Updated: Oct 1
When you try to conjure up the image of a typical British independent school, you see smart children in striped blazers emerging from historic buildings to walk across an expansive green lawn, or perhaps brandishing a lacrosse stick, in the thick of a rugby scrum or pondering their next move on the chess board. Quintessentially British, sending their children to one of these schools is an aspiration for many parents around the world.
British education, particularly in China, is big business. According to a British government report published in March 2019, revenue from independent schools in 2016 was £20 billion (HK$191 billion). This is predicted to grow to an estimated £23 billion by 2020 and £35 billion by 2030. Transnational education activities have increased 73 per cent since 2010, and last year, more British independent schools opened overseas than in any other year over the past 20 years.
For British schools, this represents essential income. With only around 6.5 per cent of the total number of schoolchildren in the UK attending independent schools and the constantly looming threat of the withdrawal of their charitable status, which provides vital tax breaks, it is common sense to expand abroad, to diversify, and to tap into the China market.
But what is it about a British Education that is driving its popularity and rapid growth, not only in China, but globally?
In Hong Kong and mainland China, it is partly due to a shortage of school places in the public education sector, but it is also because of the rising number of affluent Chinese families seeking alternative options with a more proven route to overseas universities.
Big brand name British schools – such as Harrow and Wellington College – appear to be held in high regard, with internationally recognised qualifications. Viewed as robust institutions with longer histories than many countries – Harrow, for instance, was founded nearly 450 years ago, making it older than Germany, Italy or the United States – parents have confidence that these schools work as intended and are a gateway to some of the world’s best tertiary institutions.

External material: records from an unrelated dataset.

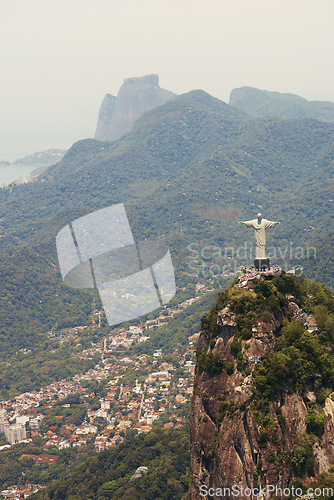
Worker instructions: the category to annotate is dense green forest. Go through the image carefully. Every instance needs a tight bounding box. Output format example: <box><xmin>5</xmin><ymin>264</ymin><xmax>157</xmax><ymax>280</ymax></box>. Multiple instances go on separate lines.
<box><xmin>31</xmin><ymin>428</ymin><xmax>190</xmax><ymax>500</ymax></box>
<box><xmin>0</xmin><ymin>91</ymin><xmax>334</xmax><ymax>500</ymax></box>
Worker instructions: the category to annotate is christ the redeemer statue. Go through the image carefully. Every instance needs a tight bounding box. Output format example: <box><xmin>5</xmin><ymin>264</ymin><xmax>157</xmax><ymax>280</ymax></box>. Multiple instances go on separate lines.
<box><xmin>238</xmin><ymin>214</ymin><xmax>280</xmax><ymax>269</ymax></box>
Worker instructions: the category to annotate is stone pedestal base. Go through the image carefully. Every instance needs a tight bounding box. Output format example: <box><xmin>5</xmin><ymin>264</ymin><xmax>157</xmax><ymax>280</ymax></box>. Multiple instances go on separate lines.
<box><xmin>254</xmin><ymin>259</ymin><xmax>269</xmax><ymax>271</ymax></box>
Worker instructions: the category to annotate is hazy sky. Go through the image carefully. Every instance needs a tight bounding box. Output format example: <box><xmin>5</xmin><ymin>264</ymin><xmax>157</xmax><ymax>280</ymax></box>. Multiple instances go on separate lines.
<box><xmin>0</xmin><ymin>0</ymin><xmax>334</xmax><ymax>160</ymax></box>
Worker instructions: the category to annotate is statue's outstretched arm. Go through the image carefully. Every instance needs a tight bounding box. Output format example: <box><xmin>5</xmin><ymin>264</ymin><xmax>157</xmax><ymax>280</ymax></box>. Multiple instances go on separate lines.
<box><xmin>238</xmin><ymin>220</ymin><xmax>254</xmax><ymax>227</ymax></box>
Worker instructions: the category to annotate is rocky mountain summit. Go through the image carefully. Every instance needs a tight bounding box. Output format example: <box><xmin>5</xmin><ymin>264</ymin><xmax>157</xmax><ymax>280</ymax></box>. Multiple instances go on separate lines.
<box><xmin>229</xmin><ymin>87</ymin><xmax>334</xmax><ymax>123</ymax></box>
<box><xmin>190</xmin><ymin>275</ymin><xmax>334</xmax><ymax>500</ymax></box>
<box><xmin>94</xmin><ymin>75</ymin><xmax>175</xmax><ymax>141</ymax></box>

That in turn bodes well for future employment prospects and lucrative careers.
It should be no surprise then that Chinese students have flocked to the UK to attend boarding schools for many years. Since 2003, they have also had the option to stay in China and attend a big name boarding school, Chinese style, without the additional costs of travel and disruption to family life. Dulwich College, the first British school to open in China, in Shanghai in 2003, was also the first British private school to open an overseas campus, in Phuket in 1996.
Over the last 15 years, the growth has been phenomenal in China. Harrow opened in Beijing in 2005 and, by the end of 2017, 22 British independent schools were represented in the country, many in smaller cities. By the end of this year, the figure will have more than doubled.

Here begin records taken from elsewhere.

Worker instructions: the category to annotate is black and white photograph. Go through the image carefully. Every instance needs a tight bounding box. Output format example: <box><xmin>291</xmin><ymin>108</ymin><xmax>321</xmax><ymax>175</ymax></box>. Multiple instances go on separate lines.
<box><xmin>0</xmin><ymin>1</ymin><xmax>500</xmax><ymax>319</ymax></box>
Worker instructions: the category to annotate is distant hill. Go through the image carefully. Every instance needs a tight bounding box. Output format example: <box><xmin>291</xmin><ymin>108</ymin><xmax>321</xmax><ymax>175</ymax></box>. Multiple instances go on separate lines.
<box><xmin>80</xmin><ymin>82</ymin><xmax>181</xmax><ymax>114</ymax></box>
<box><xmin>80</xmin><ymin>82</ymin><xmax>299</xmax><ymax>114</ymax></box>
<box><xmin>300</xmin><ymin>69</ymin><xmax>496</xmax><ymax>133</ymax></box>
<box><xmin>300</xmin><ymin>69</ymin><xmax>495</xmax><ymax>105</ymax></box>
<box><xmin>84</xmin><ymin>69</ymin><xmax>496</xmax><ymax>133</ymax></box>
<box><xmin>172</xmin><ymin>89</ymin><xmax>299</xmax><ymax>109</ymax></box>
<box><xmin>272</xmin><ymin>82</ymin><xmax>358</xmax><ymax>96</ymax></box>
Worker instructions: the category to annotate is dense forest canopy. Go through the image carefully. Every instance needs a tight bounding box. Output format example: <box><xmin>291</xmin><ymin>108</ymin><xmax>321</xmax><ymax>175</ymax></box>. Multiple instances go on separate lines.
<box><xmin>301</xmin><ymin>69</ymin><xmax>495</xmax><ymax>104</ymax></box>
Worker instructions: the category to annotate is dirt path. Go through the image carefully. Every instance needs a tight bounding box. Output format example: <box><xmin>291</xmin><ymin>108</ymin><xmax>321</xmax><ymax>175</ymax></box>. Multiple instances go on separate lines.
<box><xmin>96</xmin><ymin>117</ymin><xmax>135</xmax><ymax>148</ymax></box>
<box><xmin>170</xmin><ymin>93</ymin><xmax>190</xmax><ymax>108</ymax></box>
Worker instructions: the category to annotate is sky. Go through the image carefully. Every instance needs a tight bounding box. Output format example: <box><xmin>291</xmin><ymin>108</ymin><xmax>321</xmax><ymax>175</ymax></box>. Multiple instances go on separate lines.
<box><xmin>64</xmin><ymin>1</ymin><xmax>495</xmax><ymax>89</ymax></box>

Hong Kong and mainland China are jointly identified by the UK government as one of four “high-value” campaign regions. However, the education experiences can be starkly different in Asia compared to Britain.

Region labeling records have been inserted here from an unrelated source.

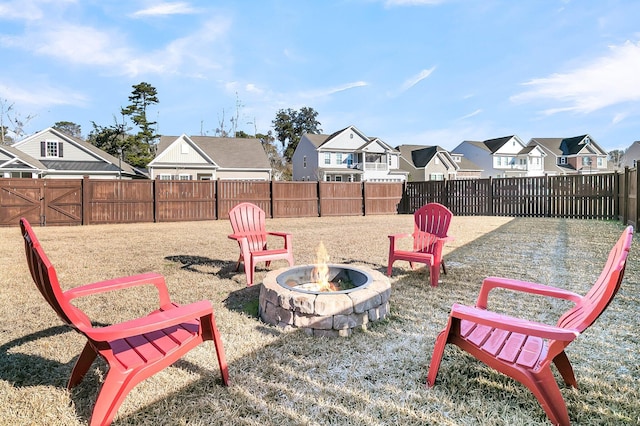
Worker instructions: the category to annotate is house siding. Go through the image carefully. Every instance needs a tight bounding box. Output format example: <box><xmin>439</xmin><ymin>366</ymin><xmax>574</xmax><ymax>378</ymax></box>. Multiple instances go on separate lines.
<box><xmin>15</xmin><ymin>128</ymin><xmax>99</xmax><ymax>161</ymax></box>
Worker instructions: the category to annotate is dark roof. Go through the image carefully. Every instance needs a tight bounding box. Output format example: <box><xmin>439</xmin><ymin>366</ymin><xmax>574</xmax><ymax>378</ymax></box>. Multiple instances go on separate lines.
<box><xmin>156</xmin><ymin>136</ymin><xmax>271</xmax><ymax>169</ymax></box>
<box><xmin>40</xmin><ymin>160</ymin><xmax>124</xmax><ymax>172</ymax></box>
<box><xmin>484</xmin><ymin>135</ymin><xmax>513</xmax><ymax>154</ymax></box>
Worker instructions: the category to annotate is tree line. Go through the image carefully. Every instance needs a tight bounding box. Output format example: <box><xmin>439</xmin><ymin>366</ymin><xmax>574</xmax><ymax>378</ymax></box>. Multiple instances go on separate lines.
<box><xmin>0</xmin><ymin>82</ymin><xmax>322</xmax><ymax>180</ymax></box>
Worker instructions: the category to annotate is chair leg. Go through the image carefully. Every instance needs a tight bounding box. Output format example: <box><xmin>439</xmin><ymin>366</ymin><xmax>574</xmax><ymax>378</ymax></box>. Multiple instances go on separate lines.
<box><xmin>553</xmin><ymin>351</ymin><xmax>578</xmax><ymax>389</ymax></box>
<box><xmin>89</xmin><ymin>367</ymin><xmax>139</xmax><ymax>426</ymax></box>
<box><xmin>429</xmin><ymin>265</ymin><xmax>440</xmax><ymax>287</ymax></box>
<box><xmin>67</xmin><ymin>342</ymin><xmax>98</xmax><ymax>389</ymax></box>
<box><xmin>427</xmin><ymin>326</ymin><xmax>451</xmax><ymax>387</ymax></box>
<box><xmin>523</xmin><ymin>366</ymin><xmax>570</xmax><ymax>426</ymax></box>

Let’s be clear: a mainland Chinese interpretation of a traditional British education is not an authentic British experience. British schools in China have adapted to the wants and needs of Chinese families. Some, mainly the ones that opened first, get somewhat close to authenticity, but as more and more smaller, less well-known schools jump on the bandwagon and sell their brand to Chinese investors, these institutions are moving further and further away from providing a genuinely British experience. A British brand name is helpful, perhaps even necessary, in opening doors to business partners and officials and connecting with alumni and parents to get a project off the ground. Thereafter, though, the connection with the mother school varies in strength according to the individual agreement, be it a licence agreement, franchise, joint venture or a partnership.
Lady Eleanor Holles International School Foshan, set to open in the Greater Bay Area next year, is one of the rare breed of new schools that looks set to have a close partnership with its sister school in London, rather than adopting the franchise model utilised by many international schools opening in this part of the world. Steve Allen, Head Master, says, “This partnership allows our students to benefit from the 300-plus years of educational experience in London, and from the connections and alumnae network the UK school brings. It also provides reassurance to teachers, which has allowed us to recruit some exceptional British educators for our students.”
Recruitment of staff aside, which is difficult due to the shortage of qualified, experienced British educators willing to relocate to China, recruitment of students for these British schools is also challenging, especially in the Mainland. That can severely limit the British flavour of these institutions. At the end of the day, as with any school application you might be considering, it’s best to do your homework first. Not all these British institutions resemble their sister schools that much, whatever their increasing popularity.
Article by Ruth Benny and originally printed in the SCMP 2020/2021 Good Schools Guide.